At some point, almost all homebrewers will split a batch. This can mean many things, but usually it means to take one wort and separate it into more than one fermentor and change one variable such as yeast, dry hop, fermentation temperature, etc. This allows for a somewhat accurate (albeit subjective) interpretation of what that variable brings to the table. It came a surprise to me that I’ve never personally broken up a batch, besides a couple of collaborative brews but one of those was a barleywine and the other a sour ale still fermenting after nine months. If you’ve been following this blog you’ll probably have noticed that I’ve moved up to ten gallon batches, which makes splitting that mich easier. No need to buy smaller fermentors (three gallon glass or plastic carboys for splitting a five gallon batch) I can just use my standard six gallon joints to get my experiment on.
The first batch on the new ten gallon system was a closet-cleaning batch which I had low expectations for. I call it a closet cleaner because I tried to use up what I had remaining from previous batches. That included three different base malts and a pound of special roast that I bought from the Brooklyn Kitchen when I first started brewing about two years ago. I chose to split the batch up and use two different yeast strains to see how they stacked up against eachother. I chose two English strains, Wyeast 1187 Ringwood Ale and a dry pack of Safale S-04 Whitbread and used organic New Zealand Rakau hops along with one of my new favorites, Glacier.
Appearance: Both beers are amber to copper colored but the Ringwood version is much clearer. I remember that I added gelatin to the Ringwood in order to have it ready for one of Josh Bernstein’s homebrew tours, but ended up serving them both for comparisons sake. The S-04 is much cloudier and stays in line with my experience of dry yeast being a bit less flocculent than its liquid counterpart (S-04/1098 Whitbread and S-05/1056 American Ale). Dense white head lasts a few minutes.
Aroma: Both have a distinct baking spice and cocoa smell with some toasty bread crust behind it. I also sometimes get some floral notes, possible from the late addition of Glacier. The Ringwood strain gives me a slight cherry note when I really get my nose in there.
Taste: Both of these beers benefit from being served somewhat warmer as the gentle breadcrust notes seem to blend in with the fruity hop profile a little better. When cold, the toastiness fromt he Briess Special Roast seems to be prominent and a bit harsh for my tastes. The Ringwood tops the S-04 in this category with gentle notes of peach and cherry that linger in the mid-palate. The S-04 seems a bit bland in comparison and seems somewhat neutral, with a slight tartness.

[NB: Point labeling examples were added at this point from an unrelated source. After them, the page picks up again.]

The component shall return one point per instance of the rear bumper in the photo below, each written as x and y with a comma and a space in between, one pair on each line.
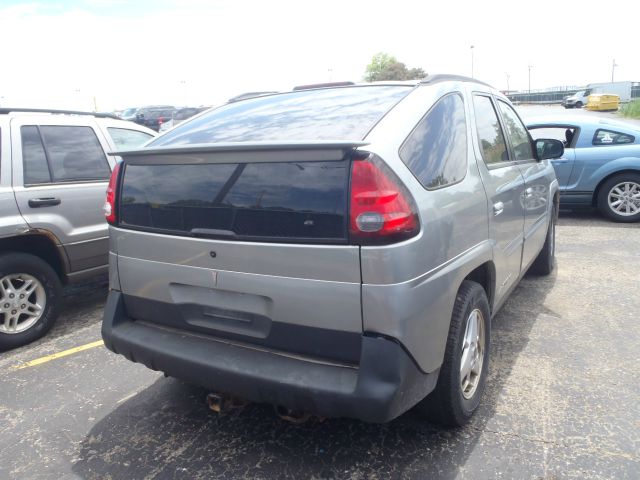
385, 384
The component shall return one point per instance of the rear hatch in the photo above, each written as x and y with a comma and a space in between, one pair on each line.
236, 245
236, 223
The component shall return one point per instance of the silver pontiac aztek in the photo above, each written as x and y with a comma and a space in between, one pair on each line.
335, 250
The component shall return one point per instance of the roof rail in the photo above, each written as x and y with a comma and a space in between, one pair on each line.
447, 77
4, 111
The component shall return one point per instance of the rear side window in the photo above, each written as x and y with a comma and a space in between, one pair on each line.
517, 133
125, 138
490, 136
436, 150
263, 201
62, 154
346, 113
609, 137
34, 159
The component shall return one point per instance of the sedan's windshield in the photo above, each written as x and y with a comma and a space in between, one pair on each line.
346, 113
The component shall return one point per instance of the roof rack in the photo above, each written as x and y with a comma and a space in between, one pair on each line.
4, 111
447, 77
323, 85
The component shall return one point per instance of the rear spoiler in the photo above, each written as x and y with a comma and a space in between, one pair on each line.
246, 152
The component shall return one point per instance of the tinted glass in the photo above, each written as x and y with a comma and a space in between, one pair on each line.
556, 133
517, 133
494, 148
125, 138
74, 153
436, 150
266, 201
33, 157
325, 114
609, 137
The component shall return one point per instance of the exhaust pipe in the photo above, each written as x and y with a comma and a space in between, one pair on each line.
296, 417
221, 403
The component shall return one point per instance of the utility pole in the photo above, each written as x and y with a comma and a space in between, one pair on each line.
471, 61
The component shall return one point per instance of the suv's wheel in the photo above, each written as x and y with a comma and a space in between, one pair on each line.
466, 360
619, 198
546, 259
30, 293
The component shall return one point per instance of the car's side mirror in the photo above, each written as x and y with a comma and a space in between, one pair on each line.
547, 148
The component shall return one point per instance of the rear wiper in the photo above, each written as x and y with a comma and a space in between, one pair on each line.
212, 233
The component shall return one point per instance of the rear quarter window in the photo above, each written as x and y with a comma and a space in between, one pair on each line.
436, 150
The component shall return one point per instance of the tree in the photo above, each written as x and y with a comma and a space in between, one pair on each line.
387, 67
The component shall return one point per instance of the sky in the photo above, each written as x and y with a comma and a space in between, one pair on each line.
115, 54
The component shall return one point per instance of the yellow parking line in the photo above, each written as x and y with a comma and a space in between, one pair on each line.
53, 356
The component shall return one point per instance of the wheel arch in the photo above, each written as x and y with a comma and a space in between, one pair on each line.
596, 192
41, 246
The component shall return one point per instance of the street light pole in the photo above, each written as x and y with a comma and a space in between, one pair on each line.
471, 61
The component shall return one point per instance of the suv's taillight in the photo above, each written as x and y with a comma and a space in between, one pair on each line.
382, 210
109, 207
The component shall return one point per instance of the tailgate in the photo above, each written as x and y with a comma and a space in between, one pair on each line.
250, 250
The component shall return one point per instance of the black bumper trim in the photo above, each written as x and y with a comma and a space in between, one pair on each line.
386, 383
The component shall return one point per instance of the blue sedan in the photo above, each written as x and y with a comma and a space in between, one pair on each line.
600, 166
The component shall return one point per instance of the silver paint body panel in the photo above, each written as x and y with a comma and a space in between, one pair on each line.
405, 290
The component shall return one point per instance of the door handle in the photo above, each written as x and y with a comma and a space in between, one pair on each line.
44, 202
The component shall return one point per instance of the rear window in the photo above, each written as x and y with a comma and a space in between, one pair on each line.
609, 137
326, 114
436, 150
125, 138
263, 201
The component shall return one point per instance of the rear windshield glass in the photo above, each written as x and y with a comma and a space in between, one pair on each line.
262, 201
325, 114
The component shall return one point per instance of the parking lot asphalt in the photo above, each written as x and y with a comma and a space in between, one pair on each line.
561, 400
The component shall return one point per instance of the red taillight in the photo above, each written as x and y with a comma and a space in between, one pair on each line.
382, 210
109, 207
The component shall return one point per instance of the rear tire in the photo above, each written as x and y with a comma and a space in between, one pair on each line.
464, 369
546, 259
30, 297
613, 190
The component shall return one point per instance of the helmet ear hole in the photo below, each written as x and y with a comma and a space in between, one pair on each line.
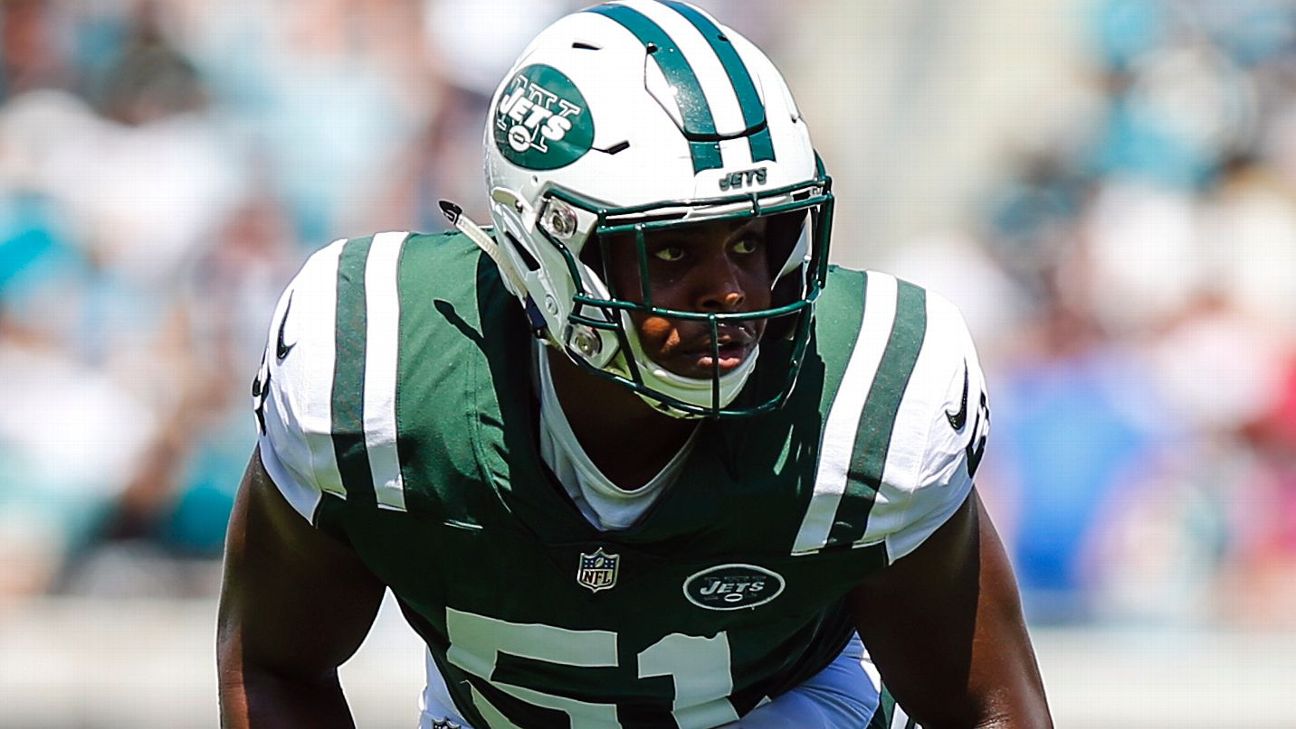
532, 263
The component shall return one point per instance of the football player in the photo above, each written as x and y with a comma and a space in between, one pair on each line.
636, 455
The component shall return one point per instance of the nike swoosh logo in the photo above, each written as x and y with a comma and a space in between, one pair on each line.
283, 349
960, 418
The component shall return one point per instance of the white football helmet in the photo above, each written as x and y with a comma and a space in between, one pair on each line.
635, 116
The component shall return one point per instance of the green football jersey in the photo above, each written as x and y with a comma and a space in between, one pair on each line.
398, 413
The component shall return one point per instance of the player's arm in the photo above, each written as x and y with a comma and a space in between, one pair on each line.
294, 605
945, 628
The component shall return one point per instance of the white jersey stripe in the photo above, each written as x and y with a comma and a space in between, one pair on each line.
382, 317
909, 439
839, 436
320, 319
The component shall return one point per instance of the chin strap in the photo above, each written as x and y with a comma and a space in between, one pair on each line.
474, 232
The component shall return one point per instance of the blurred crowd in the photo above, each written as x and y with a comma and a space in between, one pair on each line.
1132, 279
1130, 276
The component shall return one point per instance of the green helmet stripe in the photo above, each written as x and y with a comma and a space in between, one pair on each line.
878, 418
347, 404
753, 112
681, 75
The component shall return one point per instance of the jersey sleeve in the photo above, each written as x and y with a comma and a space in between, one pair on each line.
293, 388
949, 398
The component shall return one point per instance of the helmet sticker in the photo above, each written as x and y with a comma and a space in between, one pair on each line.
542, 121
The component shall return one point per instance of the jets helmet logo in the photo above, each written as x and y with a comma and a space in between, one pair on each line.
598, 571
542, 121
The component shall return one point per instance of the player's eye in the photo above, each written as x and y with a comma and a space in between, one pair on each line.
669, 253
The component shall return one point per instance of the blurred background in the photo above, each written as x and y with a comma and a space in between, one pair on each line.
1107, 188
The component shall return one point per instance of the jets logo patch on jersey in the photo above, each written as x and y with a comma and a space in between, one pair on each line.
598, 571
542, 121
732, 586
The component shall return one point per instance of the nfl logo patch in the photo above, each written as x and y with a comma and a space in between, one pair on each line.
598, 571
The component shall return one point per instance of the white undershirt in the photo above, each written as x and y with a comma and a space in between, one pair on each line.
600, 501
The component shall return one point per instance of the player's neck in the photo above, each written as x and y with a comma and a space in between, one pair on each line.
626, 439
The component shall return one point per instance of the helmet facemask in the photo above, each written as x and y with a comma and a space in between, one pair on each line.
603, 323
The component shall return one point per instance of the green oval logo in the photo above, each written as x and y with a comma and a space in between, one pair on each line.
732, 586
542, 121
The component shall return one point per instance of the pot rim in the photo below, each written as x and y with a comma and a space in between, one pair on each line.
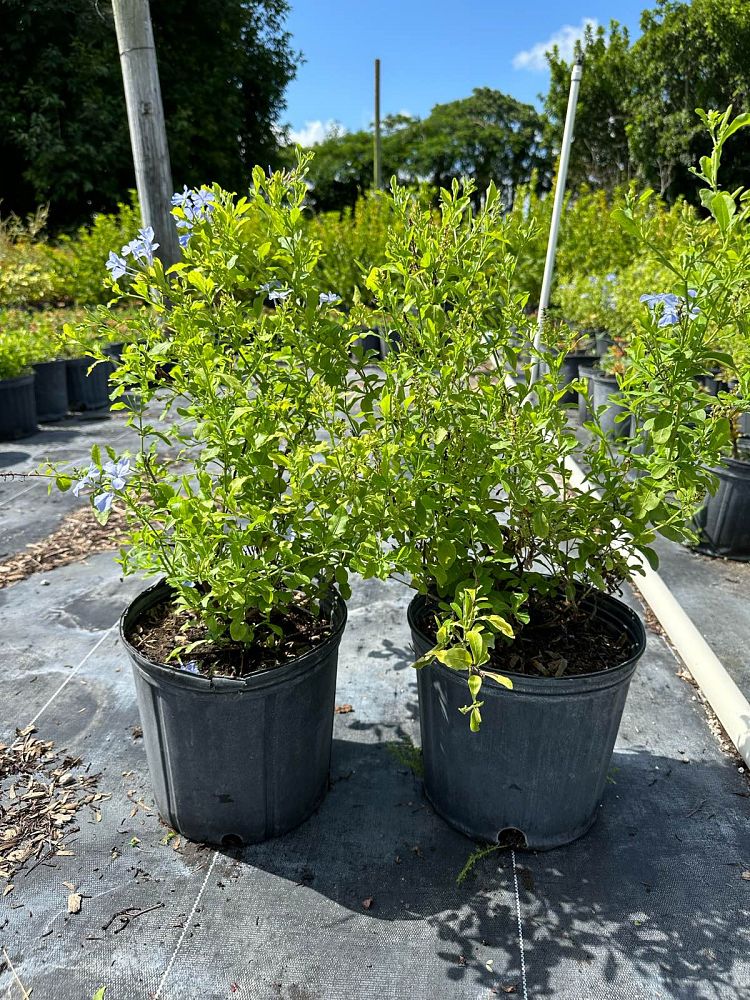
270, 677
16, 381
48, 361
735, 468
551, 686
599, 376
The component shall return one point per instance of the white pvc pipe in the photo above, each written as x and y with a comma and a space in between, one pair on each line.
557, 206
725, 698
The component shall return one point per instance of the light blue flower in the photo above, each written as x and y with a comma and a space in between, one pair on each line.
103, 502
118, 472
203, 200
179, 198
117, 266
672, 307
89, 478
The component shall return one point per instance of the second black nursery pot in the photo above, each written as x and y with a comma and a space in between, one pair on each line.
237, 761
88, 390
51, 390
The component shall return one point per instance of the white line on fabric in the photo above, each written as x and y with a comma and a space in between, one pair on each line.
185, 928
520, 928
72, 674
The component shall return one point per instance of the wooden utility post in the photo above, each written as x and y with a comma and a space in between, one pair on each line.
377, 168
148, 136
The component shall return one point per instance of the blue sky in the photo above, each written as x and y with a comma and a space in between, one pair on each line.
431, 51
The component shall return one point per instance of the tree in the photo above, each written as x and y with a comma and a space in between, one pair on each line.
223, 64
636, 109
487, 136
690, 55
600, 155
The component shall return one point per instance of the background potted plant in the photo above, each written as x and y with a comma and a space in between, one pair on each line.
515, 625
712, 261
17, 404
236, 506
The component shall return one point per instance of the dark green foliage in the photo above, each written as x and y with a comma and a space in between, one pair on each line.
224, 65
636, 113
487, 136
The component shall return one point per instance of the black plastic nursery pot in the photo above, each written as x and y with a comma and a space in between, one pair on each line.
371, 341
603, 341
585, 371
17, 408
237, 760
569, 373
114, 351
724, 519
603, 389
534, 774
88, 390
51, 390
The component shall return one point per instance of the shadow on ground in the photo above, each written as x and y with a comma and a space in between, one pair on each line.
642, 895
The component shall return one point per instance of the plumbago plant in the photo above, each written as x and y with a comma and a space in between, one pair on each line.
709, 291
470, 475
237, 495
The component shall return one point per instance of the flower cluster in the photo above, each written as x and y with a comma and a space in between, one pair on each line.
104, 482
141, 249
195, 206
672, 306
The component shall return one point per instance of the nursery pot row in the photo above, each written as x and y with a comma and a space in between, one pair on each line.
243, 760
50, 392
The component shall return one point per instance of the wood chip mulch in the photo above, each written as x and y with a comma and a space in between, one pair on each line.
79, 535
41, 791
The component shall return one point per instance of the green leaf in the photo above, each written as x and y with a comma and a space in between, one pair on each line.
501, 625
455, 658
240, 631
477, 645
446, 552
500, 678
475, 720
539, 523
625, 220
741, 121
475, 685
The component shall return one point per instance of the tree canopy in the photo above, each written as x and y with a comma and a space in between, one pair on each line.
636, 113
223, 64
487, 136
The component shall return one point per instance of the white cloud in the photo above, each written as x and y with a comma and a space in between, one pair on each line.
565, 38
313, 132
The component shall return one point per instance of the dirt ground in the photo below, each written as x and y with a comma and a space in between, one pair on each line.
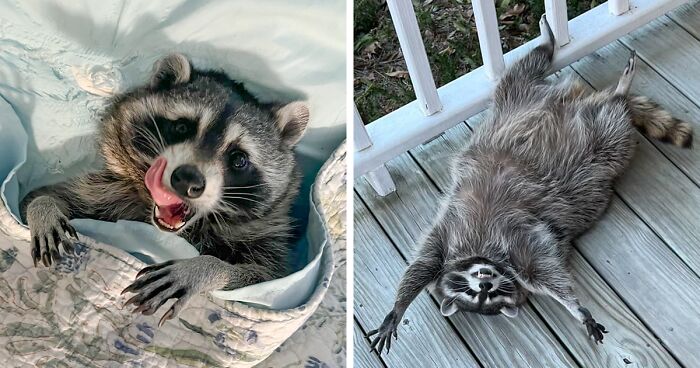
381, 81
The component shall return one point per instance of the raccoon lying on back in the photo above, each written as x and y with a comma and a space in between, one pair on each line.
537, 173
195, 154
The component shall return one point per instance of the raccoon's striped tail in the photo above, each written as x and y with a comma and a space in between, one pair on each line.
655, 122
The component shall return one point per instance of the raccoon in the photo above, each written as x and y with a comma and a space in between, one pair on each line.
538, 172
193, 153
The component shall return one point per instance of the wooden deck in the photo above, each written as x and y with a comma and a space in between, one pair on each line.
637, 270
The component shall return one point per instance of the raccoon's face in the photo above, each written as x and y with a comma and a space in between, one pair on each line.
198, 149
481, 286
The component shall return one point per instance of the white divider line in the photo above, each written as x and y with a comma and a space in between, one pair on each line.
618, 7
558, 20
489, 37
406, 25
359, 131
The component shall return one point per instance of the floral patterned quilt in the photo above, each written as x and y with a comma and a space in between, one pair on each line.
71, 315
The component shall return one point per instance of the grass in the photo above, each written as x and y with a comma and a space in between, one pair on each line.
381, 82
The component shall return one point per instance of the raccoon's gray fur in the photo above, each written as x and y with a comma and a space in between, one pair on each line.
537, 173
222, 175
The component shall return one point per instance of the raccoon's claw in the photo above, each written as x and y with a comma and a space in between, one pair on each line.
625, 82
156, 284
49, 229
547, 34
388, 327
595, 330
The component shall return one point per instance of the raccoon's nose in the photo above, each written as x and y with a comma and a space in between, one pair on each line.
188, 181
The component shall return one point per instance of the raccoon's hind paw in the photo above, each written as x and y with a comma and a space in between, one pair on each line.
595, 330
388, 327
49, 228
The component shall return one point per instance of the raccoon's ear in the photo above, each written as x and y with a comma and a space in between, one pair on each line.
510, 312
171, 70
448, 307
292, 119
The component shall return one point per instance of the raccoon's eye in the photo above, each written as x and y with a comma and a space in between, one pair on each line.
239, 159
181, 128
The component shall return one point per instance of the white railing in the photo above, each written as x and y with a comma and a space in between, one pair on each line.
436, 110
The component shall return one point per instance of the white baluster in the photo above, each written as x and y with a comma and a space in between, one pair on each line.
558, 20
489, 37
406, 25
618, 7
379, 178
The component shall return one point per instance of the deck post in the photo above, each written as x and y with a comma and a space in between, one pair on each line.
618, 7
558, 20
379, 178
489, 37
406, 25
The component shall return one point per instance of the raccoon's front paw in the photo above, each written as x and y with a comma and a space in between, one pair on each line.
388, 327
156, 284
49, 227
594, 329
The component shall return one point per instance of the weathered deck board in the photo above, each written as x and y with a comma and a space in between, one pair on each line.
688, 17
653, 186
629, 338
495, 340
378, 268
671, 51
603, 69
363, 358
649, 277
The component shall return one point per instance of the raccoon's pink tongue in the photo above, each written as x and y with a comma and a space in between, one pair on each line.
170, 208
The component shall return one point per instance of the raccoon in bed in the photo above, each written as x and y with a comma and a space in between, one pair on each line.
194, 154
537, 173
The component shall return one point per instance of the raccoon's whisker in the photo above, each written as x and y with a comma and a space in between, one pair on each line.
216, 218
249, 186
247, 199
160, 136
226, 194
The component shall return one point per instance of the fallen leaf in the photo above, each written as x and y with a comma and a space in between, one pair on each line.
398, 74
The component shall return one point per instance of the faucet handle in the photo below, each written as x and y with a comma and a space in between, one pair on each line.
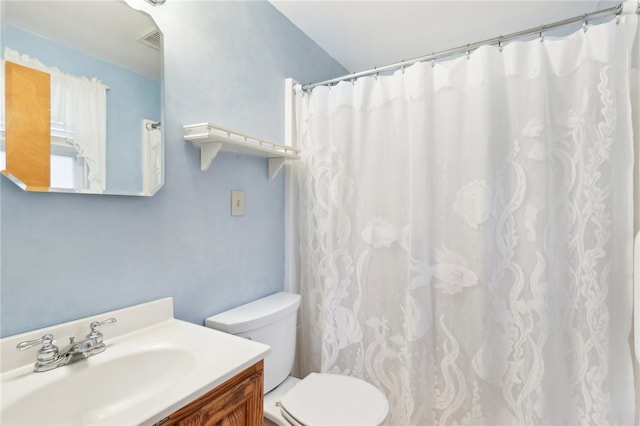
47, 352
44, 340
95, 334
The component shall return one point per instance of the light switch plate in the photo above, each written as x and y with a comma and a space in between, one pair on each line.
237, 203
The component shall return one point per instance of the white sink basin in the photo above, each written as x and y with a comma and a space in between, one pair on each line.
96, 391
144, 375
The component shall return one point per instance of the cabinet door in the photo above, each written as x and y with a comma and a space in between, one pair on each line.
237, 402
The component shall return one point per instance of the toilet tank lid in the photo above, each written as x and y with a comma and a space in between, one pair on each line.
255, 314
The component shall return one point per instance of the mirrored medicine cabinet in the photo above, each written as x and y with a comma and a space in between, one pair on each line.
83, 98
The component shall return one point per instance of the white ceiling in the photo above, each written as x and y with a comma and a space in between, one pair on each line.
107, 29
362, 34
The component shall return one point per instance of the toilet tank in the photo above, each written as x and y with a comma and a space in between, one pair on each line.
270, 320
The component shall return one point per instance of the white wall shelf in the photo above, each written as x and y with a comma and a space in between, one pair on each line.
212, 139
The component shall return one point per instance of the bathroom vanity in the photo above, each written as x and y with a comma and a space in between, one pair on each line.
155, 370
237, 402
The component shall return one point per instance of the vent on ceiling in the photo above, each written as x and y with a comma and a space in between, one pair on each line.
152, 39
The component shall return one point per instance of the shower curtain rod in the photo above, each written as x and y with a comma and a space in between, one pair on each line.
628, 7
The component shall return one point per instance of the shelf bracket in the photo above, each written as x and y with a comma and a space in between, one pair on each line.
275, 164
208, 152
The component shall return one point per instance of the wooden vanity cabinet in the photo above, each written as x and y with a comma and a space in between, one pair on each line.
236, 402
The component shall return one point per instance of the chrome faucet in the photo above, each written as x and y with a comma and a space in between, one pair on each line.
50, 357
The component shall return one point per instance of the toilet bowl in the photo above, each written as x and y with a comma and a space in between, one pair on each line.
319, 398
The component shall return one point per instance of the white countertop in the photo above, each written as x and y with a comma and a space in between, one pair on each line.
154, 364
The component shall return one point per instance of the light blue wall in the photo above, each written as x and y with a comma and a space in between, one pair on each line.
131, 97
67, 256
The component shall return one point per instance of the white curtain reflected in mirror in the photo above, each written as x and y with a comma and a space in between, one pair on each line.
78, 127
101, 148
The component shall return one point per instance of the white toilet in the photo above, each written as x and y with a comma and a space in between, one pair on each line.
318, 399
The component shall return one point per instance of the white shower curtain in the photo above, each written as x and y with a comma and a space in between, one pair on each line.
465, 233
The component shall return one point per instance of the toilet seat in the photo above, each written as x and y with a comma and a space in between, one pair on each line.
332, 399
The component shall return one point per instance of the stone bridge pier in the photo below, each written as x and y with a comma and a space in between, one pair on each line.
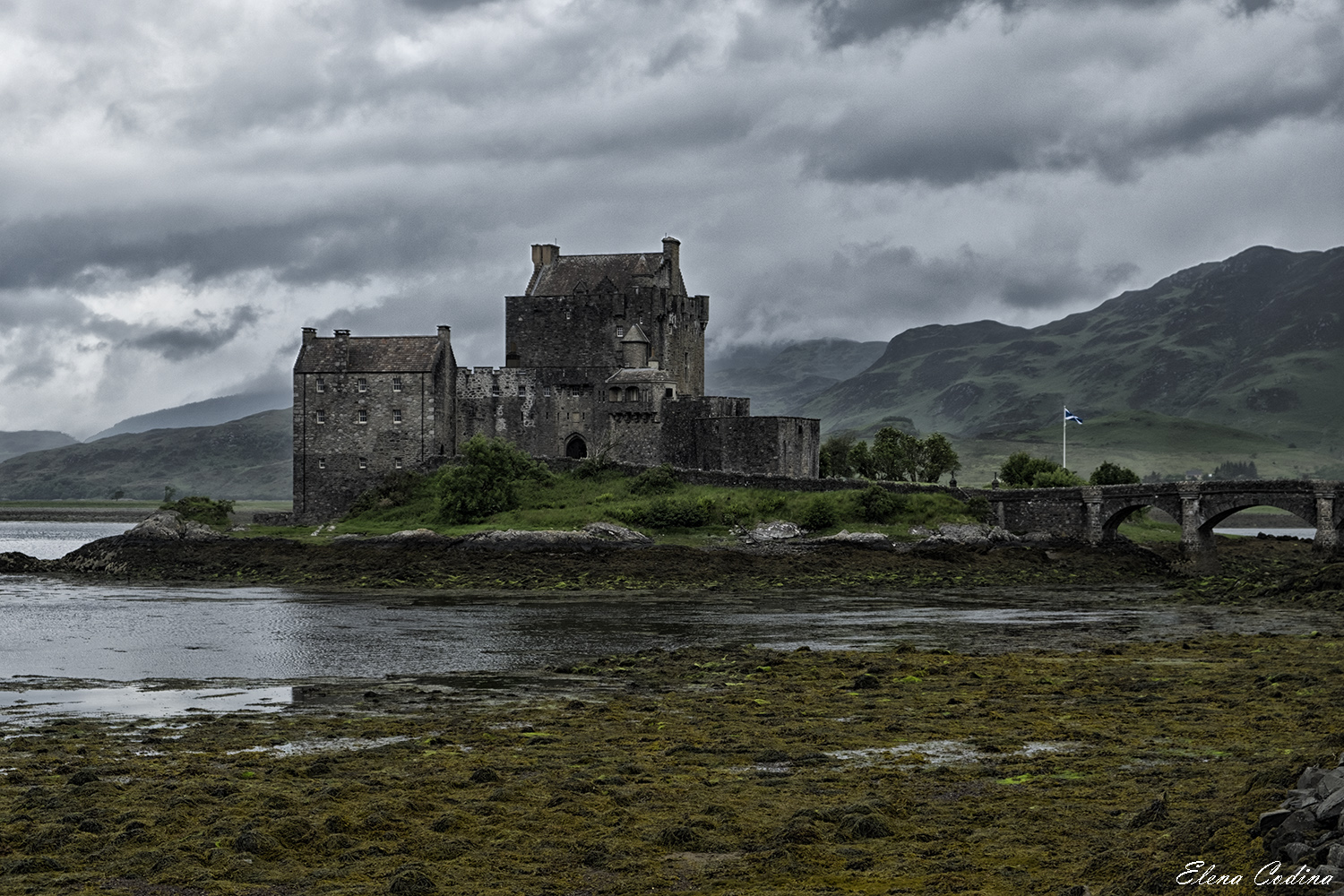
1094, 513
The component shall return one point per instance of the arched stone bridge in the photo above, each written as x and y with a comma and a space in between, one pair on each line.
1094, 512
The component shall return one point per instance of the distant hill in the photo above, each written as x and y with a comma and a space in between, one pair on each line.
247, 458
780, 379
1253, 343
209, 413
24, 441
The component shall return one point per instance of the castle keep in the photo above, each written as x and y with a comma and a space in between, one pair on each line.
602, 355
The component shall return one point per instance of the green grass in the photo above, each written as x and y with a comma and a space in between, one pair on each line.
569, 501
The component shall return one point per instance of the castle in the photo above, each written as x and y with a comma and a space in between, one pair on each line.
604, 355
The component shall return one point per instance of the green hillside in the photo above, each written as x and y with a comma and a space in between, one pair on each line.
782, 379
1254, 343
1147, 444
247, 458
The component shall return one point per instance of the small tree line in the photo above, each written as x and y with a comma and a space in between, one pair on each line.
892, 455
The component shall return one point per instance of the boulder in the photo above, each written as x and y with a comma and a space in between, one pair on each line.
171, 525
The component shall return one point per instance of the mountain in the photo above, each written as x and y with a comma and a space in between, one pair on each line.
247, 458
24, 441
209, 413
1253, 343
780, 379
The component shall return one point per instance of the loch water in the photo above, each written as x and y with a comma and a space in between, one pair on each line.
190, 643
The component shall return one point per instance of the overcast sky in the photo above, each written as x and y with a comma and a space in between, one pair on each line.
183, 185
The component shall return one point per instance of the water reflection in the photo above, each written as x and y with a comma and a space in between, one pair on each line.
132, 633
51, 540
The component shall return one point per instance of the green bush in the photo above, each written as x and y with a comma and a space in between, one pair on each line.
658, 479
819, 513
1113, 474
202, 509
671, 513
1056, 478
879, 505
486, 481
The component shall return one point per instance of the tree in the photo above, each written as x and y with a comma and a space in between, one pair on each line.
486, 481
860, 461
937, 457
835, 455
1021, 469
1113, 474
1056, 478
895, 455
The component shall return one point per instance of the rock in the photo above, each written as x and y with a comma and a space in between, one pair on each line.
171, 525
1330, 782
773, 530
1330, 807
970, 533
406, 538
616, 533
857, 538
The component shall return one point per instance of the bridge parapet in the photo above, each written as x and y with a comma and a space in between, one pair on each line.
1094, 513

Mouthfeel: This is also where the Ringwood trumps the dry yeast by being more full bodied and “chewy” without seeming under attenuated and sweet. The S-04 seems a bit thin and not very exciting. The Ringwood version reminds me a lot of a fresh Newcastle Brown.
Overall impression: The recipe needs some work mostly in the hop profile which seems a bit disjointed and generally too prominent for an English style brown. Doesn’t have that intangible quality I look for in a beer that makes you want reach for another sip. Unfortunately, I don’t plan on working on this recipe but I do feel fortunate that I now have this knowledge of the different strains side by side as well as a good sense of what special roast does in a recipe.